There are several mechanisms that have been hypothesized to drive the evolution of spatiotemporal migration patterns and we tested two purported by Pienkowski and colleagues [9]. First, we found no relationship between ruby-throat body size (fat-free body mass) and natal origin, which does not support the hypothesis that differences in body size across the range reduce intraspecific competition. This finding is similar to that of American redstarts (Setophaga ruticilla; [34]) and contrasts with that of sharp-shinned hawks, which show a similar temporal migration pattern [8]. However, Zenzal and Moore [15] found two distinct peaks in the phenology of juvenile ruby-throats, one peak in September and a separate peak in October, that coincidentally match when individuals from northern and southern latitudes passed through our study site as revealed by isotope analysis in this study. It is possible these peaks represent a southern population and northern population using stopover habitats along the northern coast of the Gulf of Mexico at different times, a strategy that would alleviate intraspecific competition. However, more study is needed to determine the origin of birds arriving during these separate peaks.

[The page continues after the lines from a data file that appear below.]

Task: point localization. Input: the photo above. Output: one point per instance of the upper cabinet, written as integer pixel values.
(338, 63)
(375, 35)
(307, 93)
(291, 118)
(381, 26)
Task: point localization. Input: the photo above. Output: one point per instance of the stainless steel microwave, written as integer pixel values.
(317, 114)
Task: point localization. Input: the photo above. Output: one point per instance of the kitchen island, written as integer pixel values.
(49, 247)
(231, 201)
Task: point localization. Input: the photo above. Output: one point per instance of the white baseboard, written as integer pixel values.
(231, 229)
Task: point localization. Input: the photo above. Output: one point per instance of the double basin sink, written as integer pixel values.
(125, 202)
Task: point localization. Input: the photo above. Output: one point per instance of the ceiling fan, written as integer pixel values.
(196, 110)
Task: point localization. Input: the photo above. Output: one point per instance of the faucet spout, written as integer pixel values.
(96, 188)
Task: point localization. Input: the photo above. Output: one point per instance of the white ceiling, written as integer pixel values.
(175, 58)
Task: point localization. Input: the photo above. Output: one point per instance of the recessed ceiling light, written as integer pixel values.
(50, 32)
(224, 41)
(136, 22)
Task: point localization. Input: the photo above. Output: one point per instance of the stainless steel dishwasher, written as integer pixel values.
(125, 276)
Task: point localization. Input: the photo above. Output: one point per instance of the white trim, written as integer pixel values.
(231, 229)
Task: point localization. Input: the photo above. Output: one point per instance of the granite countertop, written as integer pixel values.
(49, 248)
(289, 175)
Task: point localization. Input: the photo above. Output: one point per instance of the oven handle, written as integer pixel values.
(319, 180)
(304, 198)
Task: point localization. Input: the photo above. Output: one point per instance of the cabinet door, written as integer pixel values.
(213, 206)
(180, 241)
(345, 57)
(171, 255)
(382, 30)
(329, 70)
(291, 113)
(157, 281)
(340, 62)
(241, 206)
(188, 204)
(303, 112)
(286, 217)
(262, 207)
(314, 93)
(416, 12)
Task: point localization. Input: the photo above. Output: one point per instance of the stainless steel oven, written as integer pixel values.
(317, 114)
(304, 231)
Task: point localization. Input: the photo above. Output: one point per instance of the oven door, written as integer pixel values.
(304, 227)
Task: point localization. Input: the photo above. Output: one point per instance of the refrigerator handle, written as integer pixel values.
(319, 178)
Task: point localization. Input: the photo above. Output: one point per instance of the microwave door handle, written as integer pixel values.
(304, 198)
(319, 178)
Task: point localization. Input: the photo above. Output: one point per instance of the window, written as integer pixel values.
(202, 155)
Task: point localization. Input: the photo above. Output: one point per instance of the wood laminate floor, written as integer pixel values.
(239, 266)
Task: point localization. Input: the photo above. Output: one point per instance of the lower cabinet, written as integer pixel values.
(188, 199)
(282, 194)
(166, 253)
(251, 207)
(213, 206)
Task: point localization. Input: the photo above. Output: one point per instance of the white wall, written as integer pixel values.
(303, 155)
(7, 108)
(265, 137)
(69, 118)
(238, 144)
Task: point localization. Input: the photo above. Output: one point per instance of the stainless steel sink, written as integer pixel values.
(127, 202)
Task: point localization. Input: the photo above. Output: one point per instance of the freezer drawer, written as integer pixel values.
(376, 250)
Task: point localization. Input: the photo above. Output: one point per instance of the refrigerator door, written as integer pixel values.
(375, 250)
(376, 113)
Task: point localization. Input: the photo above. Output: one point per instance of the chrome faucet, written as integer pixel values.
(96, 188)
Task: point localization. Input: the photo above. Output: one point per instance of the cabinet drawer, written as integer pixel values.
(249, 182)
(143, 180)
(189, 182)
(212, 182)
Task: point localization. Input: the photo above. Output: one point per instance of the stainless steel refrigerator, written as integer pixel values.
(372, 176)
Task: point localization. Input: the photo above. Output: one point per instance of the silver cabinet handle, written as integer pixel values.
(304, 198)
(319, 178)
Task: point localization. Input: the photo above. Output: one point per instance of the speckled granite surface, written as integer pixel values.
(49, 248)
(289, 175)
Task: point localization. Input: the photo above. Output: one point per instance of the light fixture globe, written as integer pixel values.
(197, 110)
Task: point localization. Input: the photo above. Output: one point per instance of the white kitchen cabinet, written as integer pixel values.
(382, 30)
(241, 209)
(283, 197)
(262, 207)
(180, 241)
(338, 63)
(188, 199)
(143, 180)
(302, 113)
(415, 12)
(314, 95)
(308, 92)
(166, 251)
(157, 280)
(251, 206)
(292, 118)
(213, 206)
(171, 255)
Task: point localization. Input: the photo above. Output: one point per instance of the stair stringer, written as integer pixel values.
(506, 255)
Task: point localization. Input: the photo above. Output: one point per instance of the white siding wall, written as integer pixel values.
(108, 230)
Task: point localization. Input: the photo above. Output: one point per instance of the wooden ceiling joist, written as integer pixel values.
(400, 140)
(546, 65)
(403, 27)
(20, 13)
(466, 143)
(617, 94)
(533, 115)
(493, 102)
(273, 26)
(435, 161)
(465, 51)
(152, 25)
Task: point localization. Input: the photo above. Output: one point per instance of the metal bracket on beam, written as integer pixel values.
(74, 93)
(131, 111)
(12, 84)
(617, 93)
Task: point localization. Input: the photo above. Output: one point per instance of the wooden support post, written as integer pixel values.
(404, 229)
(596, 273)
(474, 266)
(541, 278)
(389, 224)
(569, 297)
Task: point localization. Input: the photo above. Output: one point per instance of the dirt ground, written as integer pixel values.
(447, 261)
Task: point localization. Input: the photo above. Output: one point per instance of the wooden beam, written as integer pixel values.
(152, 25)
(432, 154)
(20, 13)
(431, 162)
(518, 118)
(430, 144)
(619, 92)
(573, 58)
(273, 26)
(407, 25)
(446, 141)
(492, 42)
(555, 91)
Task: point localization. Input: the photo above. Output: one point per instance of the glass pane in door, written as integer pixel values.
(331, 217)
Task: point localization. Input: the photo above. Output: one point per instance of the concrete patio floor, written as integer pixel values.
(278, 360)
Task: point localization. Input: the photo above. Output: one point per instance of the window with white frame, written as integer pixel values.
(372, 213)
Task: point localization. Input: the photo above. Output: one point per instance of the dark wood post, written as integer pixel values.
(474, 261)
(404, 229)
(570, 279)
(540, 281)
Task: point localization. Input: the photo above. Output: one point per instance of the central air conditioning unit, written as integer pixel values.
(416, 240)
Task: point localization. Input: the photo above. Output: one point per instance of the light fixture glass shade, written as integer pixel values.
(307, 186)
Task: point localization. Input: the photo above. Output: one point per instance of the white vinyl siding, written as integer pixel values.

The second factor we tested, fuel load, did not support our prediction that there would be differences in the cost of migration across the range, rather individuals from both northern and southern latitudes arrived with similar fuel loads. These results are similar to other studies [8, 35,36,37] that found no relationship between fuel load and migratory distance. Moreover, most individuals in this study, as well as ruby-throats from this location previously described by Zenzal and Moore [15], typically arrived with some fuel stores. This may be due to birds being in close proximity to an ecological feature (Gulf of Mexico), where migrants tend to put on substantial fuel stores prior to negotiating a crossing (e.g., [38]). It is also possible given their small size [10] and high metabolism [39], ruby-throats always carry additional fuel stores to safeguard against times of energy shortfalls. Additionally, northern populations show synchrony between migratory movements and resource availability allowing birds to arrive on the Gulf coast in good energetic condition [14].

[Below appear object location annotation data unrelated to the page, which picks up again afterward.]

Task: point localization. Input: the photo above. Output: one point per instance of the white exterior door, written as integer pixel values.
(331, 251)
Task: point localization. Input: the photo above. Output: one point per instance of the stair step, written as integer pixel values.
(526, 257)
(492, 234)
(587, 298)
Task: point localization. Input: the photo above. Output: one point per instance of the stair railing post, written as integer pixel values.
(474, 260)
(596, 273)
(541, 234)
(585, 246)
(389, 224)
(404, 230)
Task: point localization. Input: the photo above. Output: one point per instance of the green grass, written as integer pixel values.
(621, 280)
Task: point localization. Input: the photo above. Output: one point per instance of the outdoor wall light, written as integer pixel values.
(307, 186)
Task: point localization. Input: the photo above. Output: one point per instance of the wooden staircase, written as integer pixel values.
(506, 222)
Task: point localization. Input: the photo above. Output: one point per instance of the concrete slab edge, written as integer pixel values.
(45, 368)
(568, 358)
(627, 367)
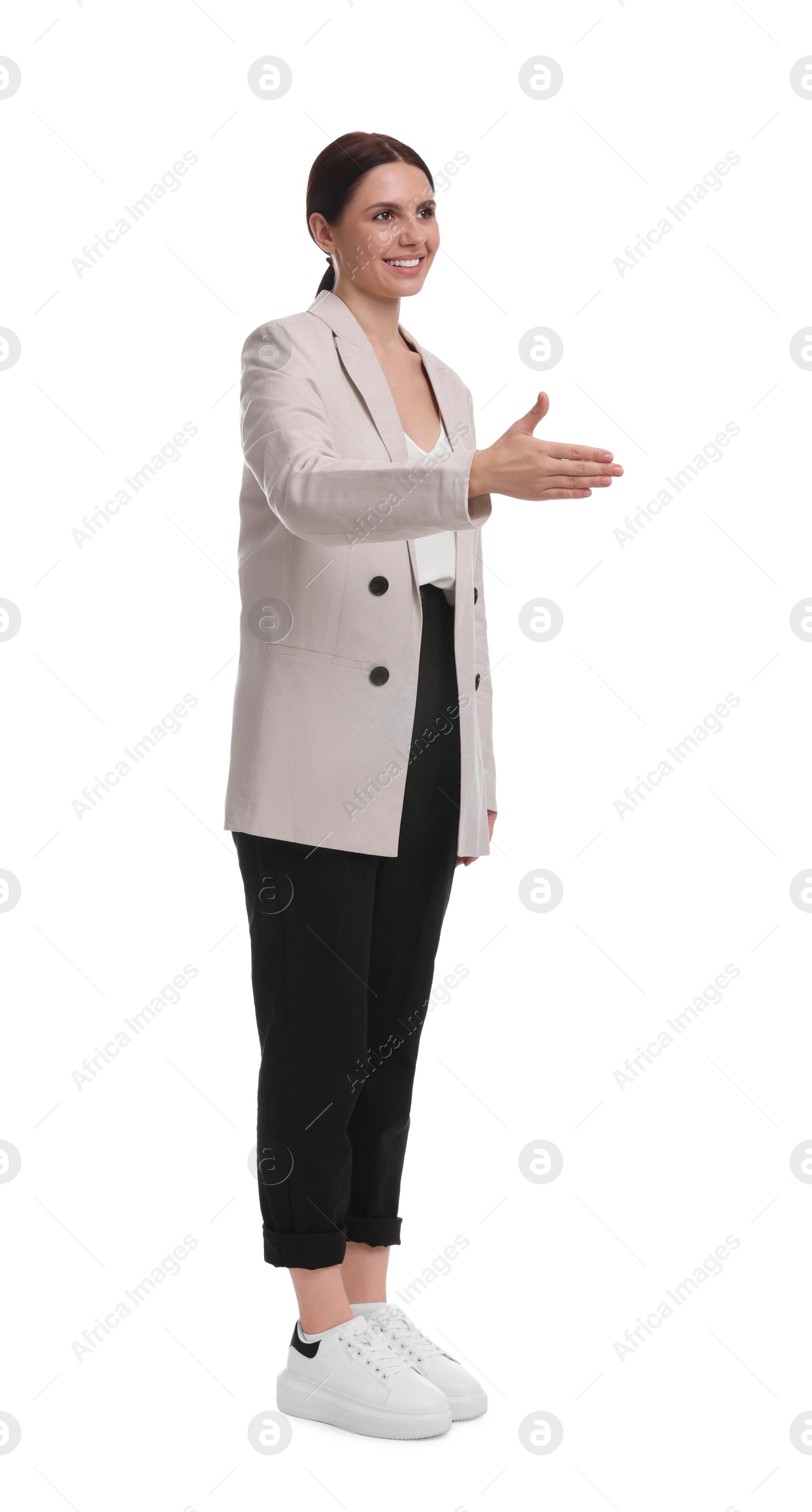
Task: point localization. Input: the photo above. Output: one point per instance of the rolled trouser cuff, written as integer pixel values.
(304, 1251)
(374, 1231)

While beyond the scope of our study, two other mechanisms may influence migratory patterns. One possibility is that individuals show constant breeding area resident time (sensu [40]), allowing southern birds to breed earlier and hence migrate sooner than birds from northern latitudes. Another possibility is the availability of resources en route, which may influence when species time their migratory movements (e.g., [14, 41,42,43,44]) and this is strongly supported in hummingbirds [14, 41,42,43]. The timing of individuals from northern latitudes in our study tightly corresponded to the availability of Impatiens capensis and Lobelia cardinalis described by Bertin [14]. The evolution of migration patterns may be tied to the ability to obtain resources en route, which has important conservation and habitat management implications. While ruby-throats are not a species of conservation concern, information on timing can be used to inform the general public when to focus on providing supplemental feeding – an activity with positive economic impacts [45, 46] and likely positive impacts on survival during migration.

Conclusions

Our results reveal that ruby-throats from across the breeding range used our coastal Alabama stopover site, with individuals from northern and southern latitudes arriving at different periods over the migratory season. When coupled with the spatial pattern described on the wintering grounds [26], ruby-throats show a type 1 chain migration pattern wherein individuals from southern latitudes initiate migration before individuals from northern latitudes. However, we were unable to identify the mechanism that might drive this pattern. We found no relationship between body size or migration cost and natal latitude, indicating other factors such as resource availability, competition, or constant breeding area resident time may be responsible for this migration pattern. Future research should work to find the mechanism(s) that may have influenced the evolution of the type 1 migration pattern in ruby-throats.